Not everyone is an clueless as the US.

yea they are energy hogs. both in manufacturing and use(lower power pc's like via's epia's are more energy intensive to make because of the lower energy usage requirements).
though they are also very fragile systems that are not made to last, they are made to be used for 2~3 or so years and then be thrown away as the person buys a newer one. for every one that has made it and still works past 2~3 years there are at the very least 10 that have not, because of they are either in the person's basement/atic/garage, or in a landfill adding to the toxic materials in it.
computers are not going to last long for the general populace, governments and the uber rich will have them longer but even then in a world of declining energy they will have to give them up as well.

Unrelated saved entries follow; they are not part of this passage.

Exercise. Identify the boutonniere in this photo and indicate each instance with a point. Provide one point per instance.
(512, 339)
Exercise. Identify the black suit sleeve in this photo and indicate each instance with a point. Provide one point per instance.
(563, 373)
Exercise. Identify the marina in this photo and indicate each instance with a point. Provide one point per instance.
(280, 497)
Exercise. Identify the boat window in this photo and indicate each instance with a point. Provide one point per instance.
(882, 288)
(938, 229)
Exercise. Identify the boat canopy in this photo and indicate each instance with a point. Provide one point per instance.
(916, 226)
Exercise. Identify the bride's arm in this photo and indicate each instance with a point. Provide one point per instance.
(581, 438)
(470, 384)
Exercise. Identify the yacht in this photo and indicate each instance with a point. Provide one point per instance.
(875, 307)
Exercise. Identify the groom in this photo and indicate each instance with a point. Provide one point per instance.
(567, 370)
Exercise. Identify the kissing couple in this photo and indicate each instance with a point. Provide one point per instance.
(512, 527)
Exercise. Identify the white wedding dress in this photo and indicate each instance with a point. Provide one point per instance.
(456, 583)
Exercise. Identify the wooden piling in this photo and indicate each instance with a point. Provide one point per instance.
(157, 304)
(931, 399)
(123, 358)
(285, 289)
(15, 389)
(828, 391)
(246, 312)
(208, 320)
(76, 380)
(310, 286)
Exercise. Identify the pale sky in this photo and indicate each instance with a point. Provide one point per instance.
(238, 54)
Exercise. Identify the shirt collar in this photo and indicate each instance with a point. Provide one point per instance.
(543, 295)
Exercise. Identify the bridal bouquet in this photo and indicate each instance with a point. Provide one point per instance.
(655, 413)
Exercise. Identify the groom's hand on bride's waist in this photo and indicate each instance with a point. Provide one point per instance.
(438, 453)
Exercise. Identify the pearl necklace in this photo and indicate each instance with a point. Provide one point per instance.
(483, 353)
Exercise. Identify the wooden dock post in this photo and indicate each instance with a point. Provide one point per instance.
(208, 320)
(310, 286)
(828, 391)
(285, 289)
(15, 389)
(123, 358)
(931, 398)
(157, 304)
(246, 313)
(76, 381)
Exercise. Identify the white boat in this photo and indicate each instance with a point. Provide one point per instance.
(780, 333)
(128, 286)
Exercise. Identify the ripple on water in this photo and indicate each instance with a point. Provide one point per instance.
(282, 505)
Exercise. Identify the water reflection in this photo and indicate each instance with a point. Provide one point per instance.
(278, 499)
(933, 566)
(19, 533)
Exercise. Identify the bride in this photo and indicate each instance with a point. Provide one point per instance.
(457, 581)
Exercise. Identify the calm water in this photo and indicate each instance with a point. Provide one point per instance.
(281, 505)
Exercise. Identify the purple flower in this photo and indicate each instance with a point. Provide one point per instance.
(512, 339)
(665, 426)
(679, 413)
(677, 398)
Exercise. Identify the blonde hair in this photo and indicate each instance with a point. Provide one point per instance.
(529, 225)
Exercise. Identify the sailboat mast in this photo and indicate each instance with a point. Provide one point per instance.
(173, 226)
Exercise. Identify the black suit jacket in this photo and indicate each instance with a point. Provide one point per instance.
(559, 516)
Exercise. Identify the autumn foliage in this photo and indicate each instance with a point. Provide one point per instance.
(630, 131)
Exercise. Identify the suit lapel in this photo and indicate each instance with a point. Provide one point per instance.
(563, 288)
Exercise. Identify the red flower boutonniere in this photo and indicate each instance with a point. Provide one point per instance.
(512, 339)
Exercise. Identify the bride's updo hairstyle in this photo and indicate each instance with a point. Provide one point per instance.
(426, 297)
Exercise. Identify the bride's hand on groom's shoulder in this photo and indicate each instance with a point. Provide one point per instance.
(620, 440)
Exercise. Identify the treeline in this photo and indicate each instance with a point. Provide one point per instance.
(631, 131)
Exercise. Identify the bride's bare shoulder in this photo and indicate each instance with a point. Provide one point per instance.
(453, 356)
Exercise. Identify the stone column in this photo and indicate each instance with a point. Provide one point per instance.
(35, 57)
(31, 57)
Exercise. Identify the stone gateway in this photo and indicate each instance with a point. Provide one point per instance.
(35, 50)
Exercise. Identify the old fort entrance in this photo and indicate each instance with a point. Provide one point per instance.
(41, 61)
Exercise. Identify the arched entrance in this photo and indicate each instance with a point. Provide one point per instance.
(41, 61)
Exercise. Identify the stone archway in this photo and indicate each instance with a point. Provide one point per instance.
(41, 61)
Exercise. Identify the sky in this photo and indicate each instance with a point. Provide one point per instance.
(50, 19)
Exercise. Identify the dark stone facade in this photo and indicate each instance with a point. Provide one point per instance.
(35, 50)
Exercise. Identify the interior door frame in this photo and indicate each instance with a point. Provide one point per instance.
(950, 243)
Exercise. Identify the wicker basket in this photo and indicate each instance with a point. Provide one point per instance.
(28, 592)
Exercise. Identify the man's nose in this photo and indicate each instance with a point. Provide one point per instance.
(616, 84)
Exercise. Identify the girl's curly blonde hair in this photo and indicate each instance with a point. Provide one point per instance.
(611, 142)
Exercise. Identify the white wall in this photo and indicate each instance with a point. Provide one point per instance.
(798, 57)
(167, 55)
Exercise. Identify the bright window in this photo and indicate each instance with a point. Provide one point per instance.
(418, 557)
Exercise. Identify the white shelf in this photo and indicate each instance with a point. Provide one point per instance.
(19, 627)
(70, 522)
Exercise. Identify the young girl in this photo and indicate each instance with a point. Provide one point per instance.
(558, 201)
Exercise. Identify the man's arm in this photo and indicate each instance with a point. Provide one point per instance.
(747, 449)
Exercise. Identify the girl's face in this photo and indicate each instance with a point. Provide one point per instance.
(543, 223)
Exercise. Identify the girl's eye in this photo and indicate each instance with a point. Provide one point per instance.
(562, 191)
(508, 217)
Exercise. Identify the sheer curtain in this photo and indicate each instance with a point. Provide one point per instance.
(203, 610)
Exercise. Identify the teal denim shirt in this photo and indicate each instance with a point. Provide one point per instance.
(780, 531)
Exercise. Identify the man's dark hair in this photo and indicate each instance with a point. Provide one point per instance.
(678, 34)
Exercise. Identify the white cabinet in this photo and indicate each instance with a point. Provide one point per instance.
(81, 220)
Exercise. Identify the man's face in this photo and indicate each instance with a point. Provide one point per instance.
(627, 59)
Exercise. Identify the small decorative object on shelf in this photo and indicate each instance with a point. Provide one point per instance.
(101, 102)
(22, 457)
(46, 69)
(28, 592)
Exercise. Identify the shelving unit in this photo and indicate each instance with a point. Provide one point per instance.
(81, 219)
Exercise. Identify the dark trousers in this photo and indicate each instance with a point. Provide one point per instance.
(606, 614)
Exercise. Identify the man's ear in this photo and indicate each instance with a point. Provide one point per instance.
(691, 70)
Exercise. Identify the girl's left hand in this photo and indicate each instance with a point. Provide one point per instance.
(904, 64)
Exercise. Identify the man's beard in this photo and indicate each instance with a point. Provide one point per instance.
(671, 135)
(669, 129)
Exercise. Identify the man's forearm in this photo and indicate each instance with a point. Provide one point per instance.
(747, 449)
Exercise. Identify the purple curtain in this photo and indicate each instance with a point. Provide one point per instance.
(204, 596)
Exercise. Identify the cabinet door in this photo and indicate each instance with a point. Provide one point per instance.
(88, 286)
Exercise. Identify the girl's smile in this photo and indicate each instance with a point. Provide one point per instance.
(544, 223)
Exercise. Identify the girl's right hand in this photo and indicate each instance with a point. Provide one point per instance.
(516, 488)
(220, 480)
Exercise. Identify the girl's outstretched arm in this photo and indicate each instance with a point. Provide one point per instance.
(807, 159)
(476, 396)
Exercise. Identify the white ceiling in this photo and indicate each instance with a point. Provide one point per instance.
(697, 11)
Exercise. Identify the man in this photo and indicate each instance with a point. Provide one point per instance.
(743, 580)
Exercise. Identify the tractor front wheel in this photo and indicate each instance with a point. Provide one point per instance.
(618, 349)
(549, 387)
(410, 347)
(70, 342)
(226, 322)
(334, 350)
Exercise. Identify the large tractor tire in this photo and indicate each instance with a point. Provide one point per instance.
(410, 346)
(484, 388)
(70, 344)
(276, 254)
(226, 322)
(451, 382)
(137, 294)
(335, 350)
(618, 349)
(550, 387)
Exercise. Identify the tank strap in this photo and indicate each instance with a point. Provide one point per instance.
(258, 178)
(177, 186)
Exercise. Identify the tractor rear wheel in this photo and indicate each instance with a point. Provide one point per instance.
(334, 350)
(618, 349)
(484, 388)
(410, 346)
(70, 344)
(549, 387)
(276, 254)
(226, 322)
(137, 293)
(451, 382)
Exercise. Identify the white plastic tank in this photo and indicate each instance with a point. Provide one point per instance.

as a side note i don't see a mention of the needed 24/7 electricity flow needed for the plants to help maintain the clean environments and that a loss of power could close the place down for months or longer.

forgot to mention this is what caused the price of ram a few years ago to sky-rocket. a earthquake near some of the major manufacturing plants knocked out their power and their backup power, end result they had to shut down to clean their clean room.
Microprocessors are made with chemicals, metals, machinery, highly trained personnel and so on, which are all vulnerable to economic and social disruptions.

Modern processors are near our technological and logistic pinnacle, and so are very vulnerable to a decline in global economic complexity.  The trick is to have in place a graceful degradation path, which must include supporting technological capabilities at the national and local level.

On an optimistic note, newer technology may not require such demanding manufacturing conditions. One techno-fix which might eliminate much of the supply complexity is the development of self-reproducing 3-D printers which can print electronics, part of the nascent area of desktop manufacturing.

http://english.eastday.com/eastday/englishedition/business/userobject1ai2247439.html

China's net import of crude oil rose to 70.33 million tons and refined oil products, 12.03 million tons, in the first half of the year, said an official with China's General Administration of Customs yesterday[11-Aug].

The net import of crude oil and refined oil of the country rose by 17.6 percent and 48.3 percent year on year, respectively.

The rapid growth of Chinese economy as well as its booming auto ownership contributes to the surging demand for oil in the country, said experts.

According to data released by the National Bureau of Statistics, China's GDP surged a year-on-year 10.9 percent in the first half of 2006, 0.9 percent higher than the same period of 2005.